Here are some of my findings:

Literary London 2012--an organization that will be hosting events annually dealing with British literature on all subjects.  I emailed the contact person, and he emailed me back saying to keep in touch so I can be involved in future events http://www.literarylondon.org/conference/cfp.html
Sensualising Deformity:  Communication and Construction of Monstrous Embodiment-- an event all about physical deformities and how they are portrayed in literature and the media
http://sensualisingdeformity.blogspot.com/
Reading (Re)productions of the Long Nineteenth Century in Period Drama--an event focusing on how the nineteenth century has been portrayed in the media, etc.  I'm still waiting to hear back from them.
http://www2.hull.ac.uk/student/graduateschool/reading_reproductions_conferen.aspx

As great as all these events were, they did not really address my topic of The Hunchback of Notre Dame, so I went to some other sources.
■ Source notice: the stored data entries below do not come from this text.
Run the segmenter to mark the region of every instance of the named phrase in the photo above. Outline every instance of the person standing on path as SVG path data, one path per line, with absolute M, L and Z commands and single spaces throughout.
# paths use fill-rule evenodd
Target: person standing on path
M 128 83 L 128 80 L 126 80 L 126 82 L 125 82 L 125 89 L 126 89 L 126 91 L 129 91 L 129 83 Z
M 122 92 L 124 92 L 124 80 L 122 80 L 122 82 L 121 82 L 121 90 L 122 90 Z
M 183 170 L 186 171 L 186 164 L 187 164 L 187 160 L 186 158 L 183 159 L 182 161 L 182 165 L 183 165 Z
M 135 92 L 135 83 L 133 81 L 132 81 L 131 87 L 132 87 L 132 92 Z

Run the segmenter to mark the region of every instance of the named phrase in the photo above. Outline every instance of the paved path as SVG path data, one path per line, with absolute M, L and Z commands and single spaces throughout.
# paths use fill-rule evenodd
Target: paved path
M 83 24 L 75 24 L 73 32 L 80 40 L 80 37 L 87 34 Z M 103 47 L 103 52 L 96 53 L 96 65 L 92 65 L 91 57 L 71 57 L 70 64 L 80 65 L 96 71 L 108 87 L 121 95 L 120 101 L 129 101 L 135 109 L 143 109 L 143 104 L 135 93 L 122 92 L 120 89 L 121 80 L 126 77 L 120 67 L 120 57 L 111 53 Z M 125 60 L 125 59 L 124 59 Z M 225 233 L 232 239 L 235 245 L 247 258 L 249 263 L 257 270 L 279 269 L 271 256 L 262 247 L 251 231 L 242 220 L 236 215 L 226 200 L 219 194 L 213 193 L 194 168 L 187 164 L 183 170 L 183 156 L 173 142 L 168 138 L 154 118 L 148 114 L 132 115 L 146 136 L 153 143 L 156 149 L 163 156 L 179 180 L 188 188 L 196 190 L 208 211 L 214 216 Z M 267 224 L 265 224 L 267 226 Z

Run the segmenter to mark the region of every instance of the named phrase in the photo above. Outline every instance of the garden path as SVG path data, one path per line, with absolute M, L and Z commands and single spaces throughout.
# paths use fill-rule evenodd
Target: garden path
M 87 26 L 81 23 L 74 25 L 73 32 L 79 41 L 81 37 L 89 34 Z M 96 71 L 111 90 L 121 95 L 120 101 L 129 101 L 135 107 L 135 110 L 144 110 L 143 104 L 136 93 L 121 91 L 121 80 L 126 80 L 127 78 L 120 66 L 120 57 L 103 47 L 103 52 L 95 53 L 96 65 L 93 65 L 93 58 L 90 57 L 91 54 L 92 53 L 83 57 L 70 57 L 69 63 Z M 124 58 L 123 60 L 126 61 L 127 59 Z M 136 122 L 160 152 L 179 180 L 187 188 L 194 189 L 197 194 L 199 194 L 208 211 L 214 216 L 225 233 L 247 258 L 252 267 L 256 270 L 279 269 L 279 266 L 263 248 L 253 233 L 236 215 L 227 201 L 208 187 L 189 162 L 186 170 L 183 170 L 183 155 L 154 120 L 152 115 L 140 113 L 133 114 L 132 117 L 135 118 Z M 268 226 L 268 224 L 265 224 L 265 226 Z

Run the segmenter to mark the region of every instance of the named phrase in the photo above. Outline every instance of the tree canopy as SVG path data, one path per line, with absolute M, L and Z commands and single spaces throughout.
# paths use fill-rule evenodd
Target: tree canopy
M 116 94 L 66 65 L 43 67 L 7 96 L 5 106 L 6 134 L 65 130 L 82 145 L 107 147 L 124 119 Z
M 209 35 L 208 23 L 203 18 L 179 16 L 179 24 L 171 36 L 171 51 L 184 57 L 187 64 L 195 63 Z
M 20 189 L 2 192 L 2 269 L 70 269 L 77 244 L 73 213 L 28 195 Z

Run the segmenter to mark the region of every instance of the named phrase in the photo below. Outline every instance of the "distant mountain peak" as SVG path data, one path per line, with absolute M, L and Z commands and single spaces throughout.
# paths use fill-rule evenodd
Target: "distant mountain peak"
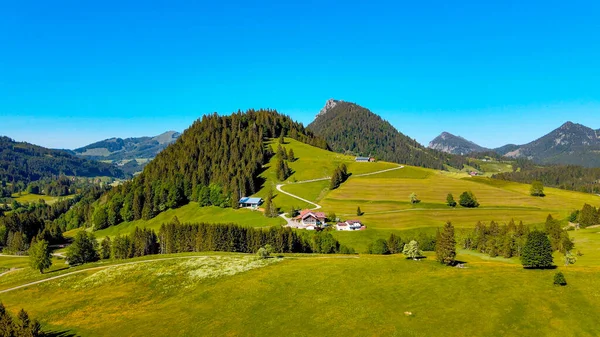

Diigo--well, I just couldn't quite figure that one out.
OERCommons--on typing in "victor hugo hunchback," it came up with an article titled "Martin Luther's Reformation in Hugo's "The Hunchback of Notre Dame."  Though this was more promising, it still was not the angle I was looking for.
YouTube--has some great videos from the musical Notre Dame de Paris, an example of which I gave in a previous blog post but here it is again:  http://www.youtube.com/watch?v=pbKYksxeXh8


Some sites were more helpful than others, but I'm still looking.  Any suggestions on how I can make my searching more effective?